Polícia
por Andrezza Souza
Publicado em 25/04/2026, às 12h02
O STJ manteve a prisão do criador da Choquei nesta sexta-feira (24), após negar pedido de liberdade apresentado pela defesa. A decisão ocorreu depois que a Justiça Federal determinou uma nova ordem de prisão preventiva no âmbito da Operação Narco Fluxo, conduzida pela Polícia Federal.
O STJ manteve a prisão do criador da Choquei após a decretação de uma nova medida judicial. Raphael Sousa Oliveira havia sido detido temporariamente no dia 15, junto com outros investigados, entre eles os cantores MC Ryan SP e Poze do Rodo.
Na quinta-feira (23), o próprio tribunal havia determinado a soltura ao identificar irregularidades no prazo estabelecido para a prisão temporária, que havia sido fixado em 30 dias, embora a Polícia Federal tivesse solicitado um período menor.
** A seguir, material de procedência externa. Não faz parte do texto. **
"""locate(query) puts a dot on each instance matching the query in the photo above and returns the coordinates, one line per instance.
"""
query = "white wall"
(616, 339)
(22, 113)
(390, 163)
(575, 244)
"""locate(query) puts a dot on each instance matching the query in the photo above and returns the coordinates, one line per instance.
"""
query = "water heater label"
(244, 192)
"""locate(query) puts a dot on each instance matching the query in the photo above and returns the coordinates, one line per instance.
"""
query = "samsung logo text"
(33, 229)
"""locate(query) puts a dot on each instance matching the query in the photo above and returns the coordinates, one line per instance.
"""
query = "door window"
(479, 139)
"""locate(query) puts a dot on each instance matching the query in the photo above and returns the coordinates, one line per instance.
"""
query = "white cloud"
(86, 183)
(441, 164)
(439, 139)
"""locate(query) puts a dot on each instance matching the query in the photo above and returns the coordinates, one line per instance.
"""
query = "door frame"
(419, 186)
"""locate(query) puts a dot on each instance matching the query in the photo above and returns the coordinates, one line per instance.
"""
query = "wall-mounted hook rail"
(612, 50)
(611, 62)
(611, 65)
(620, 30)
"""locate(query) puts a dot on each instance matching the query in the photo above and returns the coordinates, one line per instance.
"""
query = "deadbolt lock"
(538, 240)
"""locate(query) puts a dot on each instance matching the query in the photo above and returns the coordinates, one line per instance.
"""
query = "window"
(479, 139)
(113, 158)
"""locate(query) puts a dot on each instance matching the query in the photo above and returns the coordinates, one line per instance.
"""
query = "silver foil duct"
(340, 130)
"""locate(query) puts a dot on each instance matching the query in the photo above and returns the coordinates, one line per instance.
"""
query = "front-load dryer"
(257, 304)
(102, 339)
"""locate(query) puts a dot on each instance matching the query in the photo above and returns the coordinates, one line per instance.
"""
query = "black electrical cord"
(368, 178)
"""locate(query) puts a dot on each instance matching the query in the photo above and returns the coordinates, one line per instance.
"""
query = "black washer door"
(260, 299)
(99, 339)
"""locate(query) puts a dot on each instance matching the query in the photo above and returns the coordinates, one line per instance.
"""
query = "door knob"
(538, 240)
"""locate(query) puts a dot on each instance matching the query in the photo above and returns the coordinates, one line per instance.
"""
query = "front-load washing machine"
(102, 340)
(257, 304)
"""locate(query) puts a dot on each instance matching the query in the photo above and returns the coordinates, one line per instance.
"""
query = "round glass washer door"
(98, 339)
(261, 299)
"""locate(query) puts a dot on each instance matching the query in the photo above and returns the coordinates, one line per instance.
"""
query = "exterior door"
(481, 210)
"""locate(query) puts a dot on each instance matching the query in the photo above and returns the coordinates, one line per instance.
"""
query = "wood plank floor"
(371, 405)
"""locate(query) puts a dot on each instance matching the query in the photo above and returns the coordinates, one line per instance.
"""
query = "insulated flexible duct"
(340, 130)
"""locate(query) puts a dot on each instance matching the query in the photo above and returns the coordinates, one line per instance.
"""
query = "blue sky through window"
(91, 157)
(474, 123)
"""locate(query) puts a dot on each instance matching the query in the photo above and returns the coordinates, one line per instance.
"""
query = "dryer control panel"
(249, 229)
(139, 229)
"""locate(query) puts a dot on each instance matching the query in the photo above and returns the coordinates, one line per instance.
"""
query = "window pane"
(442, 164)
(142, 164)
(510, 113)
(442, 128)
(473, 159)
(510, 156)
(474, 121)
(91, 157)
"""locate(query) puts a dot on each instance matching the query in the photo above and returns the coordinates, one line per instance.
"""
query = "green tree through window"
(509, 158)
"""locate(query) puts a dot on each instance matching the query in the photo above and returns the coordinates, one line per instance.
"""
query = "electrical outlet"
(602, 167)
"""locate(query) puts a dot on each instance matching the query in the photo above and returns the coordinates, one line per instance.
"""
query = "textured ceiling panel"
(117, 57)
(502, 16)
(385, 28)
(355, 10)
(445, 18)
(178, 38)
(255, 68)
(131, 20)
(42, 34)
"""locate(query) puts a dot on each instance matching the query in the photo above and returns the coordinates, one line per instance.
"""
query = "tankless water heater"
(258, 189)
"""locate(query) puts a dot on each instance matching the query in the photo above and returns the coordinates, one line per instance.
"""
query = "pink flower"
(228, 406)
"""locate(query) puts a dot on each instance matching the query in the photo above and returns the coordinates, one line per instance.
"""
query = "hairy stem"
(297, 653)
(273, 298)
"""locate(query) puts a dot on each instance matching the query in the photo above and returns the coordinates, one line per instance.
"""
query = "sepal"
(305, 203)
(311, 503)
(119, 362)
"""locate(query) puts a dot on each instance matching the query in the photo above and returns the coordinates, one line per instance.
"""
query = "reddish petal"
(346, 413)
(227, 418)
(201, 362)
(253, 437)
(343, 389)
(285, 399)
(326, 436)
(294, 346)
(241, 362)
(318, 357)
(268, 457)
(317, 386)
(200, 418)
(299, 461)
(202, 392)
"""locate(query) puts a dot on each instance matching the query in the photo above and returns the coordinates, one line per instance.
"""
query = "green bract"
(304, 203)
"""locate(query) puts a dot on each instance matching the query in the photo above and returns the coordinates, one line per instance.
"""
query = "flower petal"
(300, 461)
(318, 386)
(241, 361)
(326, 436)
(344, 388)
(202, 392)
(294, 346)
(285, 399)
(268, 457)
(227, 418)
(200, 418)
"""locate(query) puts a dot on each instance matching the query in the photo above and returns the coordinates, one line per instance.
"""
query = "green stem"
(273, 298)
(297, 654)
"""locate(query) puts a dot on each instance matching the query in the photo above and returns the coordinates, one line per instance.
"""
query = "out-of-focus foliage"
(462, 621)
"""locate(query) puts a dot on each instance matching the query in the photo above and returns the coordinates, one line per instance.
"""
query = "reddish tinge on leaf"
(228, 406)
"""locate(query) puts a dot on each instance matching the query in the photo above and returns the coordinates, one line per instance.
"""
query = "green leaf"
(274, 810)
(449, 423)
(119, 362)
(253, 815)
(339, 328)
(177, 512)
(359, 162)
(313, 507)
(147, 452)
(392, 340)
Poucas horas depois da decisão, a Polícia Federal solicitou a conversão da medida em prisão preventiva. O pedido foi aceito pelo juiz Roberto Lemos dos Santos Filho, da 5ª Vara Federal de Santos, que considerou necessária a continuidade da custódia.
Segundo o magistrado, a medida foi adotada diante do risco de continuidade das atividades investigadas e da necessidade de preservar o andamento das apurações.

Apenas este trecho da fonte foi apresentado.